Serena Williams ve Venus Williams, bu gece kariyerlerinde 29’uncu kez karşı karşıya gelecekler. Serena verdiği uzun doğum arasından geri döndü ve ilk resmi turnuvasını oynuyor. Venus ise 37 yaşına girdiği bir önceki sezonu iki Grand Slam finaliyle geçti ve hâlâ büyük kupalara aday olabileceğini hissettiriyor. Üstelik küçük kardeşinin verdiği uzun arayı ve fiziksel durumunu düşünerek, Venus’ün maça favori olarak çıkacağını da söyleyebiliriz. Fakat bunların hepsinden daha önemli bir detay var: Indian Wells, Serena ve Venus’e bir özür borçlu…
2001 Indian Wells çeyrek final mücadelesinde, Venus Williams tarafından mağlup edilen Elena Dementieva’ya yarı final tahmini sorulmuş; Serena ve Venus’ün karşı karşıya geleceği maç için Rus raketten tartışmalı bir yorum gelmişti. Dementieva’nın, “Babaları Richard kimi seçerse o kazanacaktır” şeklinde fikir belirtmesi, -sonradan şaka yaptığını söylese de- fitili çoktan ateşlemişti. Üstüne üstlük Venus’ün sakatlık nedeniyle yarı final maçına çıkamayışı ve Serena’nın doğrudan finale gitmesi de tepkileri ayyuka çıkartmıştı.
O dönem 17 yaşında olan Kim Clijsters ve 19 yaşındaki Serena’yı karşı karşıya getiren final mücadelesinde, tenis kortlarında pek görülmemiş bir atmosfer vardı. Öyle ki Richard Williams tribünlere girerken kendisini yuhalayan seyircilere yumruğunu kaldırmış, 1968 Mexico City Olimpiyat Oyunları’nı anımsatan bir kareye imza atmıştı. Tepkiler sertti ve bir noktada, bazı izleyenler bunu ırkçılık noktasına taşımıştı.
Richard Williams’ın USA Today’e verdiği röportajda duyduğunu iddia ettiği sözler şok ediciydi.
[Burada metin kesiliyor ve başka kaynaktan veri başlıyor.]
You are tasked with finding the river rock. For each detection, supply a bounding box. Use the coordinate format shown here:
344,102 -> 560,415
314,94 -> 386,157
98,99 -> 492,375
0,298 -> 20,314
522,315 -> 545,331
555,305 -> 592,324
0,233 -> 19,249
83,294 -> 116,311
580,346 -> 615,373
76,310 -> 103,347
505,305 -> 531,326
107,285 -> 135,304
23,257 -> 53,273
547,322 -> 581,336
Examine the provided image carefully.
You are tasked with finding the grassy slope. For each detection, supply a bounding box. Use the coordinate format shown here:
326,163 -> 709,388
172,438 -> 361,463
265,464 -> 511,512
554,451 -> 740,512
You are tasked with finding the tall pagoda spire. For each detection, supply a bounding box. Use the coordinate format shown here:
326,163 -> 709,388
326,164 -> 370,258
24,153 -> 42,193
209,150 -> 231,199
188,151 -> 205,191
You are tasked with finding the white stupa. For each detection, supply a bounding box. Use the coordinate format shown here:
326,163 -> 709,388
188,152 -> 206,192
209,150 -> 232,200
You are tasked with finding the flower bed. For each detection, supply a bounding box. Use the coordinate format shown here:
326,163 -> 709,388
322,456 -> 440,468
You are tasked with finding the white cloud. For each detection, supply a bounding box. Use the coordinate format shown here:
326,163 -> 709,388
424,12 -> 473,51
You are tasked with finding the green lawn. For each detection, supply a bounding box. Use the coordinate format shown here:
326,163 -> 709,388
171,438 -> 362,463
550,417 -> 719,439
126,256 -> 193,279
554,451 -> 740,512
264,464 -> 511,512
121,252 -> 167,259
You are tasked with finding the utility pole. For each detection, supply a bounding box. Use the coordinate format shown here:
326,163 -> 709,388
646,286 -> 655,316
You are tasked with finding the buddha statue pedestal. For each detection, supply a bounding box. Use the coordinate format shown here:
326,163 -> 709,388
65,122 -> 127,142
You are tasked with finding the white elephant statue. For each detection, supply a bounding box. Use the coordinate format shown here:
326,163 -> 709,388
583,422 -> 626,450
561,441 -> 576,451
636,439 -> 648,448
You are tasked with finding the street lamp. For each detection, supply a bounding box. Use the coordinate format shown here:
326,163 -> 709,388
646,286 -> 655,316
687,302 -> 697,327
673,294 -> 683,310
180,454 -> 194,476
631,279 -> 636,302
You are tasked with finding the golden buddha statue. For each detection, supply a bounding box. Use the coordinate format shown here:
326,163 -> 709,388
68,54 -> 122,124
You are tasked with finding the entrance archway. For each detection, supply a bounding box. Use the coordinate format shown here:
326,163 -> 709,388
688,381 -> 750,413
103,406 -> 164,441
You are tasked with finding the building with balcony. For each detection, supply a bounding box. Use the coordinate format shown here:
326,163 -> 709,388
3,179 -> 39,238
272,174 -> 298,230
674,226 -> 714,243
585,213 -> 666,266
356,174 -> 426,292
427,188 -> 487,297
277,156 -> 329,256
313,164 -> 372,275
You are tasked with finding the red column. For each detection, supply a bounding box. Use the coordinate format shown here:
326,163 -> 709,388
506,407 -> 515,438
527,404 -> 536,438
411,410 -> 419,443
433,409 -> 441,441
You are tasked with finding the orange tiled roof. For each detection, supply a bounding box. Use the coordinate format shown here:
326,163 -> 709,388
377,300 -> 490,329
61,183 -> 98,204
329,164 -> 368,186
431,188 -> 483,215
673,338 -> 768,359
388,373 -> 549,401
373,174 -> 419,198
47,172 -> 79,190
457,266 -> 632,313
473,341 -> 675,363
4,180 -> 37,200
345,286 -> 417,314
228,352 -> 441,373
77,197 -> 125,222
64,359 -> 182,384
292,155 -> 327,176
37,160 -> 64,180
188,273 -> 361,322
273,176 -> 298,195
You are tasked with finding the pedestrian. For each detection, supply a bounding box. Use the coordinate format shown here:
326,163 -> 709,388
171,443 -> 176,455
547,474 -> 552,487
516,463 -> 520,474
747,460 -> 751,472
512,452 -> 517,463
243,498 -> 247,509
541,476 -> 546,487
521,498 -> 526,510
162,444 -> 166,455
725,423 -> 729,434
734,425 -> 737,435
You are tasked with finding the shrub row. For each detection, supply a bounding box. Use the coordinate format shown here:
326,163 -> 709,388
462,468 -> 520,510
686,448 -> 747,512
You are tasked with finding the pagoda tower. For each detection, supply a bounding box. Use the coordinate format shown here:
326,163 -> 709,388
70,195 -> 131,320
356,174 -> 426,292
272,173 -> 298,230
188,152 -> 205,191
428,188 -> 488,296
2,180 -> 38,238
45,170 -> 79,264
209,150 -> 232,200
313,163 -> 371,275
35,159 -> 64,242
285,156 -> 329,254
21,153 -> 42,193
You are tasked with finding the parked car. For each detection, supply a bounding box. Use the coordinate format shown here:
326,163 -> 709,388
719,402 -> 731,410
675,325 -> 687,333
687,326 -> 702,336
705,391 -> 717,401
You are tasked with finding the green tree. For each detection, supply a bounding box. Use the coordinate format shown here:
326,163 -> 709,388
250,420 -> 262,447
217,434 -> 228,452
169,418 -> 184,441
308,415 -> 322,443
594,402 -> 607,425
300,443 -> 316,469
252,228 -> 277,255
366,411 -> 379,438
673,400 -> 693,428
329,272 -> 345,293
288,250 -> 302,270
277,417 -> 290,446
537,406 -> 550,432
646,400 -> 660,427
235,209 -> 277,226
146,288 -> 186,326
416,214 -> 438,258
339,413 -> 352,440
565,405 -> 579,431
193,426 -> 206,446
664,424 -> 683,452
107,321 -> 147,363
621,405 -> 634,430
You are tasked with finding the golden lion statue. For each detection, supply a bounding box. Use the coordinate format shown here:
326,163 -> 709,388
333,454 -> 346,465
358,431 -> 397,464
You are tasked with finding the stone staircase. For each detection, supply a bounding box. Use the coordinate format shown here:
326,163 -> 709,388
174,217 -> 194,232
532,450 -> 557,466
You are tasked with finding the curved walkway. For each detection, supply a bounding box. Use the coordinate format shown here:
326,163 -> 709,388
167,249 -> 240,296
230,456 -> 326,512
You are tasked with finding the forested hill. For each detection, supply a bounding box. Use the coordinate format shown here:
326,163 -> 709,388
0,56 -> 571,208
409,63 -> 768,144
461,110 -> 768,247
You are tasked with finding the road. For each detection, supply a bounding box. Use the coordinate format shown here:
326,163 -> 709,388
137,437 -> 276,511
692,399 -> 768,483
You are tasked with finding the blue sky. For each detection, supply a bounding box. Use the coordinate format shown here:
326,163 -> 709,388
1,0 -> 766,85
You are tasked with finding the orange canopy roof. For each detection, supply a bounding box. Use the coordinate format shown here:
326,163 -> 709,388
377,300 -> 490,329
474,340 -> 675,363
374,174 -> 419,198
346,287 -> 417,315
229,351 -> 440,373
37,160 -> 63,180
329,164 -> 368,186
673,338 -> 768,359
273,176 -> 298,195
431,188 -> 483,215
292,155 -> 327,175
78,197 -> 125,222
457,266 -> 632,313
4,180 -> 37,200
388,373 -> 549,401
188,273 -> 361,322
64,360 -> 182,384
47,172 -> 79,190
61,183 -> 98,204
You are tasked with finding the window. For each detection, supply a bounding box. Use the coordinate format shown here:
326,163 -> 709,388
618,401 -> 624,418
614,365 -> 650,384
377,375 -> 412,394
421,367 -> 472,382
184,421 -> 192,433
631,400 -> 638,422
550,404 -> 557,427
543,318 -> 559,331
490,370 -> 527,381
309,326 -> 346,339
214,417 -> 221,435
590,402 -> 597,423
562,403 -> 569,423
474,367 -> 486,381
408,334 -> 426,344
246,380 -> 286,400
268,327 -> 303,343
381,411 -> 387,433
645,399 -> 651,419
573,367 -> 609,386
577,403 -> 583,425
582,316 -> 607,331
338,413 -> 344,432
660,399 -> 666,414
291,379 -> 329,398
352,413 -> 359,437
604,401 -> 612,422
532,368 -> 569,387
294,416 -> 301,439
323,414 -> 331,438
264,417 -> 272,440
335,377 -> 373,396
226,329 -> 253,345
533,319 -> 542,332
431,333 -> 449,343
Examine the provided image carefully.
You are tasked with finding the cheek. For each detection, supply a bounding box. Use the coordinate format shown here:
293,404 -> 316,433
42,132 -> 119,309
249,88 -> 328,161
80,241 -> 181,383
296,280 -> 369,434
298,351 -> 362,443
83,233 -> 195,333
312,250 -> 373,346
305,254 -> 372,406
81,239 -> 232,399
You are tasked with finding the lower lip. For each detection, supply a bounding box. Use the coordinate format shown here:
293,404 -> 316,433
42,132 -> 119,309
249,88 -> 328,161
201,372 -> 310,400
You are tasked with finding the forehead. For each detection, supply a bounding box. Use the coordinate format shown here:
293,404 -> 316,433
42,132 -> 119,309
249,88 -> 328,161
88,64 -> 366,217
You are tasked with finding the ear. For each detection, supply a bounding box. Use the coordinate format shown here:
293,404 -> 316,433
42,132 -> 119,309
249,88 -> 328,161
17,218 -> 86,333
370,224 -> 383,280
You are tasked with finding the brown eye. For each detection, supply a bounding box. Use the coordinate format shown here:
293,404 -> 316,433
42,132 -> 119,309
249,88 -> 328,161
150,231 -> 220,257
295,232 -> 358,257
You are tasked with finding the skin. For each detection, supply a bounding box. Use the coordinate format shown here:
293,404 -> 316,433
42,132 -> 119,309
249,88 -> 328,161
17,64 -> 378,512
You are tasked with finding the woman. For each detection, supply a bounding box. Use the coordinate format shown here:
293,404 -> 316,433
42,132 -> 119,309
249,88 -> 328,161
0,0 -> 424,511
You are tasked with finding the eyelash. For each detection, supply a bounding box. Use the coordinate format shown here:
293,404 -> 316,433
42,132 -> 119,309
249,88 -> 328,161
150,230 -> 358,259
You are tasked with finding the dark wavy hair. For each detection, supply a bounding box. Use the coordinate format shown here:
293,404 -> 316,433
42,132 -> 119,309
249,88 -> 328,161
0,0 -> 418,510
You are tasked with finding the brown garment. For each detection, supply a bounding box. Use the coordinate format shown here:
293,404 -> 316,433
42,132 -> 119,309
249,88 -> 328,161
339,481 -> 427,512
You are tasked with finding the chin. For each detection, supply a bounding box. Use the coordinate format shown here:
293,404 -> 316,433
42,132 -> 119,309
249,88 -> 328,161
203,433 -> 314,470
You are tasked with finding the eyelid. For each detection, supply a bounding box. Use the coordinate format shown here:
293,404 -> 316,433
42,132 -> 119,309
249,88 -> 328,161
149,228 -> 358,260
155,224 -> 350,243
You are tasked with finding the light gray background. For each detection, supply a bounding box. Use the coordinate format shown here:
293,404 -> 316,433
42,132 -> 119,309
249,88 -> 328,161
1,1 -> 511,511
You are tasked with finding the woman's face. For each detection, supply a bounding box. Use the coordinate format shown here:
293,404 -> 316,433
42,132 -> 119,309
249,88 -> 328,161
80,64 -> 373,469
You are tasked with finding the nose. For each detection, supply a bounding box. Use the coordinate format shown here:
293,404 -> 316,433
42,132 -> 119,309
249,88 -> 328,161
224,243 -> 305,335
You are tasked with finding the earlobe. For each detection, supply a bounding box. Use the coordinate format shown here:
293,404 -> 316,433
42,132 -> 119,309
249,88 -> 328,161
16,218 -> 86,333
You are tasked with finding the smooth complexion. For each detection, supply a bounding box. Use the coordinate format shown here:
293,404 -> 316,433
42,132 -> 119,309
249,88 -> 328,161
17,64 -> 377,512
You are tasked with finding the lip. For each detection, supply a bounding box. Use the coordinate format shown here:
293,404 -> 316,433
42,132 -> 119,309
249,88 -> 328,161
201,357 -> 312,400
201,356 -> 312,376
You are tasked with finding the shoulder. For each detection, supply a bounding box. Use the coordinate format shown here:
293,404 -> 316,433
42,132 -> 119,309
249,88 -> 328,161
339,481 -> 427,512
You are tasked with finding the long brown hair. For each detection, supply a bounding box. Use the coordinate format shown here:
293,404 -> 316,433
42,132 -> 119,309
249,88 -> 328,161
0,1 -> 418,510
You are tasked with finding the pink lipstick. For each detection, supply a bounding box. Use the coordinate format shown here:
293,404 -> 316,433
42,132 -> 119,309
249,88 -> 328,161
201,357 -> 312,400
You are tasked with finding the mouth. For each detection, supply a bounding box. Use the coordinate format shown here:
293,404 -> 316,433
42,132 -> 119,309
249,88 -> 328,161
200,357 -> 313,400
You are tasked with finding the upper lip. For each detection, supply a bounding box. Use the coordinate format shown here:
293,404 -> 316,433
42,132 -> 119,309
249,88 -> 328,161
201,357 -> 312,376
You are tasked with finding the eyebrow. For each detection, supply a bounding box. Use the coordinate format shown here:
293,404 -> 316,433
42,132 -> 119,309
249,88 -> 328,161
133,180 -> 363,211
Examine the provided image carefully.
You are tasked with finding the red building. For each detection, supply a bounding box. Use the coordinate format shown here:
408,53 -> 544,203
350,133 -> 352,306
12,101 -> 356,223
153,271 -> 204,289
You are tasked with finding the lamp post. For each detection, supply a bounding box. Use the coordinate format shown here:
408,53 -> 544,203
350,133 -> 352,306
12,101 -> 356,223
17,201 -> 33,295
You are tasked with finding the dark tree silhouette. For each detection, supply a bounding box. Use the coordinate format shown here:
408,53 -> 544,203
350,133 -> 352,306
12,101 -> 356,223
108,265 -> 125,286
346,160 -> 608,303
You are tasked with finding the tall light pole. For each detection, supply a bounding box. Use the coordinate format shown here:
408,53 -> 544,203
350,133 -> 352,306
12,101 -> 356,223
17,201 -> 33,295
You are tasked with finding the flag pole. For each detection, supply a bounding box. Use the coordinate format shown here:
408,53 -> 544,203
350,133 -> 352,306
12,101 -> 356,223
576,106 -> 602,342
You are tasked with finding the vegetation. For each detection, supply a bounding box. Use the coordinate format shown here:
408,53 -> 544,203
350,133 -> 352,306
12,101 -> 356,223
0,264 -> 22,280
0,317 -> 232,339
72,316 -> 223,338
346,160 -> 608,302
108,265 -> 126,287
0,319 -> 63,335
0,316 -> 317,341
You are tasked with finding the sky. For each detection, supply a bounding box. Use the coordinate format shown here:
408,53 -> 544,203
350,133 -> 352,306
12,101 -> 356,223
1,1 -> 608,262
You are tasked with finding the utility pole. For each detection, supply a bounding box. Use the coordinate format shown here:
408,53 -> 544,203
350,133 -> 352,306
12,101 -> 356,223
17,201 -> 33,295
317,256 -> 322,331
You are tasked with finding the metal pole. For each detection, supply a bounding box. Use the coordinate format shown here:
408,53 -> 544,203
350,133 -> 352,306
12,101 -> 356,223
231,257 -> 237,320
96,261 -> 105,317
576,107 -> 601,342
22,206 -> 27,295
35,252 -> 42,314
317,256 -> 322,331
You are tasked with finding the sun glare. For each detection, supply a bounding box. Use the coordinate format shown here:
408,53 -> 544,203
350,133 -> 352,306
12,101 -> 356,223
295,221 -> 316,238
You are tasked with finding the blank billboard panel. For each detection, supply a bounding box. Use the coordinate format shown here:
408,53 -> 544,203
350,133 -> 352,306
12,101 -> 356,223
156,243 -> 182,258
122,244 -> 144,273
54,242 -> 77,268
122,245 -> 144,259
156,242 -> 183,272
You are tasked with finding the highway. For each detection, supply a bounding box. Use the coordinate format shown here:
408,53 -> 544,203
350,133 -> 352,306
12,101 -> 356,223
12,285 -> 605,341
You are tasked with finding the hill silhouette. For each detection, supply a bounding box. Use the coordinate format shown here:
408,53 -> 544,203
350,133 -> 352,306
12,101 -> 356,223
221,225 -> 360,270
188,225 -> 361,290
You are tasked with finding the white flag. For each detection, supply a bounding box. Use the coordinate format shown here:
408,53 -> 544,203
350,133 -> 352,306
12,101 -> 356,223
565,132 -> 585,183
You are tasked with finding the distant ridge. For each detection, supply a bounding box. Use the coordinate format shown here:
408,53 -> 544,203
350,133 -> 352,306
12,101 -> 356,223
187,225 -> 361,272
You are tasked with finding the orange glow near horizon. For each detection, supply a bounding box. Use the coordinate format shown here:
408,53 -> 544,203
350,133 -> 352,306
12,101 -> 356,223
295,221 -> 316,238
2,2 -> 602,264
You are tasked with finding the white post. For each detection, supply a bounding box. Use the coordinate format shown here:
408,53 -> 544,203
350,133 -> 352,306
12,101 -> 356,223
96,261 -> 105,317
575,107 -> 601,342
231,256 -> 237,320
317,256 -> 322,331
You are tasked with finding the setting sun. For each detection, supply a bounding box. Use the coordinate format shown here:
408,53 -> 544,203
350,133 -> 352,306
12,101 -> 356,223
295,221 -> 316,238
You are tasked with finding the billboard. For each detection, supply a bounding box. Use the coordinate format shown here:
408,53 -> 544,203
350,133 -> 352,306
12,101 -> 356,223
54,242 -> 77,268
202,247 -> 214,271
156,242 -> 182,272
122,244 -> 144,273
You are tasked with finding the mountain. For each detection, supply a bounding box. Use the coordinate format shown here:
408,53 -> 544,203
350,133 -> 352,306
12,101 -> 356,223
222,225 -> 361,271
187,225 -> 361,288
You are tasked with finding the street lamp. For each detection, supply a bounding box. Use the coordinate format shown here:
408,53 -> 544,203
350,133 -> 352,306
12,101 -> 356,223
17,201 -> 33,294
Zira kendisine ‘Nigger’ (Zenci) olarak seslenilmesi bunların arasında en hafifiydi. “Keşke 75’te olsaydık da derini canlı canlı yüzseydim” diyen bir seyirci onun iyice dehşete düşmesine neden olmuştu. Tabii Baba Williams’ın bu anlattıklarının hiçbir zaman gerçekleşmediğini söyleyenler de vardı; turnuva yetkilileri de tepkilerin katiyen ırkçılık boyutuna ulaşmadığını belirtmişti. Buna rağmen kardeşini izlemek için tribünde olan Venus de maçın ardından şöyle demişti: “Bu ülkenin azınlıklara kötü davranmak gibi tarihsel bir problemi var ve bu çok üzücü.”
Serena ise kortta, her şeyin bir an önce bitmesini istiyordu. Buna rağmen, 16.000 seyircinin büyük çoğunluğu tarafından yuhalandığı maçı 2-1’le kazanmayı başardı ve şampiyonluğa gitti. “Bu zihinsel yükü taşımaya hiç hazır değildim” diye hatırladığı bu maçın ardından; 14 yıl boyunca Indian Wells’e geri dönmeyecek ve tarihin en iyisine dönüştüğü yolda, bu prestijli turnuvayı boykot etmeyi sürdürecekti.
Serena; 2001’de bir çocuk olarak çıktığı kapıdan, 2015’te bir efsane olarak yeniden girdi. Indian Wells taraftarı ise o günden beri ona ve ailesine yapılan ayıbın kötü hatırasını silmek için çabalıyor. Bu gece, tüm o tartışmalara neden olan -hiç oynanmamış- maçı sonunda izleyebileceğiz. Ancak bu kez Williams kardeşlerin duydukları şey, tam da hak ettikleri gibi alkışlardan ibaret olacaktır.